Grief is inevitable and it’s never the same for everybody. But when a loved one suffers grief, it’s almost the same as us personally suffering and feeling it. It just hurts to see them suffer.

There are many things that we might do or not that can hurt them all the more. So, it is important that you know what to do and not do when a loved one suffers from grief.

Here are a few of those.

Do validate their feelings.

One of the most insensitive things you can do to someone who is grieving from loss or is in sorrow about the presence of SUD in their homes is to brush off their feelings. Sadness and worry are normal. The human emotion is very fragile, especially when undergoing through traumatic or life-changing events and a simple action or words that depict that their feelings are being invalidated can trigger some kind of emotional turmoil in ways we would not know.

Do know your limitations.

When somebody we love is undergoing through a tough time with the grief of loss or because of SUD in the family, we tend to fix their problems or what we think is wrong with how they feel or act. We tend to become pushovers sometimes and this can overwhelm them. You must know where you get off. Understand that while you have their best interest at heart, you can’t take away their pain or sadness. Nothing you say or do will probably fix things. But what you can do is to let them know that you are there to sit with them through their pain.

Do encourage them to act.

People handle grief in different ways. Some isolate themselves. But this is that moment when they need support groups or therapy. But you can’t just talk them into doing something. Use a more gentle approach. Keep in mind that they might not be ready for these moves so do this thoughtfully. And when you don’t know how the best approach to this, you can talk with a support group or a therapist in advance and ask for suggestions on how you can best encourage your loved one to act.

Don’t rush the process.

Allow your loved one to deal with grief at his or her own pace. Healing and moving forward with life is a process. People deal with grief in different ways and at a different pace. The important thing to do is to let them go through the process at their own terms. It’s not going to help if you rush them to move on. Your loved one might even resent you for it.

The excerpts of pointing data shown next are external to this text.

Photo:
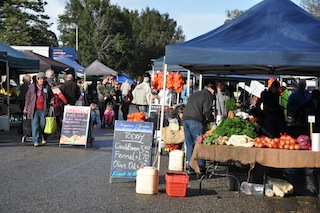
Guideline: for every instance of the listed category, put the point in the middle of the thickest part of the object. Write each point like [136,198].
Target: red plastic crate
[176,183]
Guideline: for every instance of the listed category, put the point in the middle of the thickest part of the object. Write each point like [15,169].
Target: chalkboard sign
[132,146]
[75,125]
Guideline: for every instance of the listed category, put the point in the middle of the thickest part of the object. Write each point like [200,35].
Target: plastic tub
[147,180]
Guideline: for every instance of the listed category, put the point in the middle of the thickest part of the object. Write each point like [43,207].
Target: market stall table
[267,157]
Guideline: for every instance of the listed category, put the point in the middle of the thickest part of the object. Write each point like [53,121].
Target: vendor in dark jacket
[70,90]
[196,114]
[38,99]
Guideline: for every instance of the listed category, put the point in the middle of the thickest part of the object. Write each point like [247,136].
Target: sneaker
[43,142]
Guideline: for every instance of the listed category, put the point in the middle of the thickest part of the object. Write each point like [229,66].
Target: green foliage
[122,39]
[22,22]
[312,6]
[232,14]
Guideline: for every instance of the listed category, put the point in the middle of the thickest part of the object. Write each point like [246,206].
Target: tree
[22,22]
[312,6]
[231,14]
[102,31]
[152,31]
[123,40]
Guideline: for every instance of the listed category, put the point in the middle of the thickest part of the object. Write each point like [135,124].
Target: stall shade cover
[272,37]
[17,59]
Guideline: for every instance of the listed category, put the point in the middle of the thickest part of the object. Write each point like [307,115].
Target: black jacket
[71,91]
[199,107]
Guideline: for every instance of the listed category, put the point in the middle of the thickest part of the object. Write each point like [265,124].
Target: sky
[195,17]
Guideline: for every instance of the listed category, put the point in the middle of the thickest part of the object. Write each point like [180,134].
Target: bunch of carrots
[174,81]
[137,116]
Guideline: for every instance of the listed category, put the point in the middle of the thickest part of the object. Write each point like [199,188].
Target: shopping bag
[170,136]
[51,124]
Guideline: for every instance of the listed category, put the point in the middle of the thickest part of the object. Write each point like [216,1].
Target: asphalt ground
[77,179]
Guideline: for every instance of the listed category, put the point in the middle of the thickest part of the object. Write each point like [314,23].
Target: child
[93,120]
[108,115]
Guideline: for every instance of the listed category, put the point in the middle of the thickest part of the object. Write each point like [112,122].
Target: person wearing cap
[70,90]
[142,95]
[106,94]
[38,99]
[298,97]
[197,113]
[272,120]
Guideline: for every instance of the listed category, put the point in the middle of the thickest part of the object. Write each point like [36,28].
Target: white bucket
[147,180]
[315,142]
[176,160]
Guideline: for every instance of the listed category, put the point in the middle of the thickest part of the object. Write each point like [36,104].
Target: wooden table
[275,158]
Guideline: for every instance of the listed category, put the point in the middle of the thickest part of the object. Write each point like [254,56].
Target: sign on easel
[132,148]
[75,125]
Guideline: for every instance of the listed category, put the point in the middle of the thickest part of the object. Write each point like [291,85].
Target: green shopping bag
[51,124]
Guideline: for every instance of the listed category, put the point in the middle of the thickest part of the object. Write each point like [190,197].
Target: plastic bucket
[176,160]
[147,180]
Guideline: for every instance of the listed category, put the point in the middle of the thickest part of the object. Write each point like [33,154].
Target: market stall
[274,37]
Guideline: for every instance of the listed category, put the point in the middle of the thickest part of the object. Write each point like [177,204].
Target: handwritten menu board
[75,125]
[132,146]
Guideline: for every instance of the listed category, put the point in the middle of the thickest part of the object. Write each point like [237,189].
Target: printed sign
[75,125]
[132,146]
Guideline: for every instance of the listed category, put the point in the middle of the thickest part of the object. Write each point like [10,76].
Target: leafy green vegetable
[232,126]
[230,104]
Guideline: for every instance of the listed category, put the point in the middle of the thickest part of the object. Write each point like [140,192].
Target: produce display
[137,116]
[174,81]
[284,142]
[229,127]
[241,132]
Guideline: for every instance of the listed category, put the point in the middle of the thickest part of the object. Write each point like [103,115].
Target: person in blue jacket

Don’t resort to using clichés about loss or grief.

When someone we know feels bad or is going through some tough times in life such as grief or sorrow, we want to let them know that we sympathize with them. When we are at a loss for words, we tend to use clichés such as “I know how you feel”, which is probably something you don’t have to say. You may have been in the same situation before, might even be SUD survivor yourself, but you don’t really know how they are truly feeling, right? Another of those clichés is “everything happens for a reason.” These do not help them. You can say “ I can’t imagine how you must feel”. Let your loved one talk, give her/him that space and just listen.

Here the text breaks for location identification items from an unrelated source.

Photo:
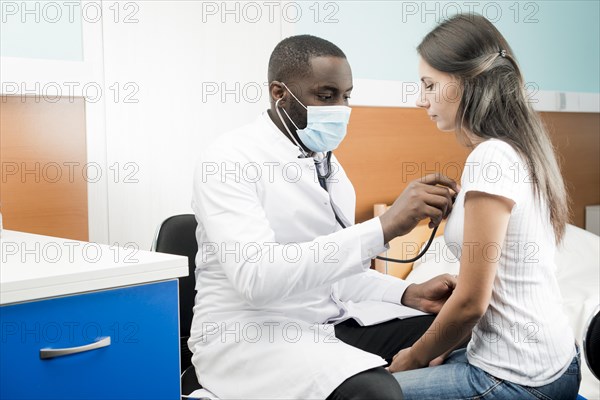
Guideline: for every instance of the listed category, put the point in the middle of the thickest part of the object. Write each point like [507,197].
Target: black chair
[177,235]
[591,343]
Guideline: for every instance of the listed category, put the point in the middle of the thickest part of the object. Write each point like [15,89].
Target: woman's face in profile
[440,96]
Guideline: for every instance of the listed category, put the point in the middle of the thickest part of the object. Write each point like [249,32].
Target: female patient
[507,219]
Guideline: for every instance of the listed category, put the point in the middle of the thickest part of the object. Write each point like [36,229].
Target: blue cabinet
[141,361]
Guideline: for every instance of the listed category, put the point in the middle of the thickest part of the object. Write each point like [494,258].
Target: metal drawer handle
[52,353]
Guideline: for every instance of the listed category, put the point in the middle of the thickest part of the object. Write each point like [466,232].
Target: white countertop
[36,267]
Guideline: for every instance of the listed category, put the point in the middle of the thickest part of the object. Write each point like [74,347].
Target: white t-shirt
[524,336]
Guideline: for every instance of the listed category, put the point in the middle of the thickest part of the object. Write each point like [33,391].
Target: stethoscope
[323,169]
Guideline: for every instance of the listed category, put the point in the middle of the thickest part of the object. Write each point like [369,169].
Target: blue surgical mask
[325,126]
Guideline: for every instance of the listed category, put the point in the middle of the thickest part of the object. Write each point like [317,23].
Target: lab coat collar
[283,142]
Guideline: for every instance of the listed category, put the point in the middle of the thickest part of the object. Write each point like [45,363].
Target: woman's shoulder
[494,150]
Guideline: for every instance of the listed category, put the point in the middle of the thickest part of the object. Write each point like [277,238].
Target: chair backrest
[177,235]
[591,343]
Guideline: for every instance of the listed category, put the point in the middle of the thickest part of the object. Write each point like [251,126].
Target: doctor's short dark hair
[291,57]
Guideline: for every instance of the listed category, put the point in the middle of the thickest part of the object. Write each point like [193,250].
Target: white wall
[173,75]
[174,59]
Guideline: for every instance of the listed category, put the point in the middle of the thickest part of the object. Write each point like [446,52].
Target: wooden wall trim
[43,185]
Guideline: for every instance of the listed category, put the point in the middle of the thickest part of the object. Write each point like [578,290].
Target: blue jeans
[457,379]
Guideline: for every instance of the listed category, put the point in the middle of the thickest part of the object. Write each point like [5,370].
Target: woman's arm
[486,221]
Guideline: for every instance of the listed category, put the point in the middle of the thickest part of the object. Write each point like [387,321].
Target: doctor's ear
[277,92]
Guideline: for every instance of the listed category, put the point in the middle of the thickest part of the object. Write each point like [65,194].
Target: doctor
[276,270]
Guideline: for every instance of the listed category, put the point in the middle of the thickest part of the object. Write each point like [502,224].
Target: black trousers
[385,339]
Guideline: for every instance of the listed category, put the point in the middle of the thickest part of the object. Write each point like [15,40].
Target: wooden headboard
[388,147]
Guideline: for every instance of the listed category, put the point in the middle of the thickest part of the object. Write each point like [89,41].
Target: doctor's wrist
[412,296]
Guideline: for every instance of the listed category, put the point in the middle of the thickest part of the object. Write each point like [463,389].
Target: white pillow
[578,275]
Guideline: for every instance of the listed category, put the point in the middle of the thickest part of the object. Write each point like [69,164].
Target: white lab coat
[275,270]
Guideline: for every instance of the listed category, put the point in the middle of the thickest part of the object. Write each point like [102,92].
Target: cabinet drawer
[141,362]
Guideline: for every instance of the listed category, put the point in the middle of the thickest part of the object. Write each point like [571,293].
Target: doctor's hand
[431,295]
[404,361]
[427,197]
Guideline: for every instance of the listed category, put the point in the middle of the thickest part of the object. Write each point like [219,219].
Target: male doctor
[276,270]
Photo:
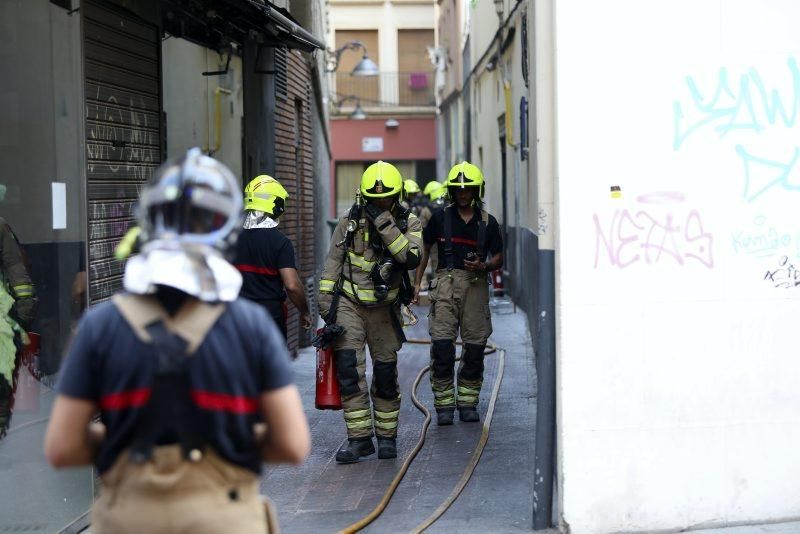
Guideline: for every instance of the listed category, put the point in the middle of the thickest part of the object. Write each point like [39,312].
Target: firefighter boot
[355,449]
[468,414]
[387,448]
[444,416]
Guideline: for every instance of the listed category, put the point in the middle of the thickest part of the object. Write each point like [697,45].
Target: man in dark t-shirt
[265,256]
[192,384]
[116,372]
[469,245]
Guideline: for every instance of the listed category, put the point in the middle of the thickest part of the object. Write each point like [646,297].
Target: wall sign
[372,144]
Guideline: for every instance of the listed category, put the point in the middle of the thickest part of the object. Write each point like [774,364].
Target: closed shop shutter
[122,67]
[294,169]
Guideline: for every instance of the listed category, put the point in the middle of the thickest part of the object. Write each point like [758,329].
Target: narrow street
[321,496]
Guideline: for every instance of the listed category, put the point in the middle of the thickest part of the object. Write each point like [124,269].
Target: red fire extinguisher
[328,397]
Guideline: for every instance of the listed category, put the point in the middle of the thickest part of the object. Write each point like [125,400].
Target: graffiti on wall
[765,239]
[661,229]
[542,222]
[748,107]
[785,275]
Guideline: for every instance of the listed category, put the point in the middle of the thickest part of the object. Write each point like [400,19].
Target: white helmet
[191,201]
[190,214]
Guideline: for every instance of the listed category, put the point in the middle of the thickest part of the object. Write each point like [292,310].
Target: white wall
[678,361]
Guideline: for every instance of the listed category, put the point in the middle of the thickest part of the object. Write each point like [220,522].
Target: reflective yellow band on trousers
[398,244]
[354,425]
[468,395]
[365,295]
[360,262]
[444,398]
[387,415]
[23,290]
[355,414]
[326,286]
[386,424]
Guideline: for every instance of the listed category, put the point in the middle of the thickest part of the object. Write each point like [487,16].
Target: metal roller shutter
[122,67]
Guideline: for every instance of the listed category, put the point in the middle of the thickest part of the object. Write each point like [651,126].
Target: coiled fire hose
[471,465]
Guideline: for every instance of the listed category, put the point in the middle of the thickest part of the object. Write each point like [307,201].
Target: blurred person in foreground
[183,373]
[265,256]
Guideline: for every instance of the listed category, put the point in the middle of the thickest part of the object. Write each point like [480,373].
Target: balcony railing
[388,89]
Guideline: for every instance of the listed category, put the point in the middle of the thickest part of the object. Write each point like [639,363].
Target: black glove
[327,335]
[373,212]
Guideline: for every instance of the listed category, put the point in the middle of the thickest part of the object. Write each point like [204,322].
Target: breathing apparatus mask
[381,276]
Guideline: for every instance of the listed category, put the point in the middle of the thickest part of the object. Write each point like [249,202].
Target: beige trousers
[168,494]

Don’t anticipate their actions.

When a loved one suffers from grief, we tend to jump into doing everything we can to help them. We want to fix their problems as soon as we can. If your loved one suffers from grief over death, do not announce it in public such as social media ahead of him/or her, unless you were appointed to do so. When a loved one suffers from grief over having SUD in their family, do not post on social media what you think about the situation. Those are private matters. Keep private matters private.

In conclusion, because we love that person so much, it hurts us to see them hurt. We want to reach out to them in the ways that we think we know can help, sometimes risking our relationships with them. When we find ourselves in an emotional state, our judgement is clouded. Being in a support group can be very helpful for us and our loved ones. This is when we can truly help them, support them in their grief and help them heal.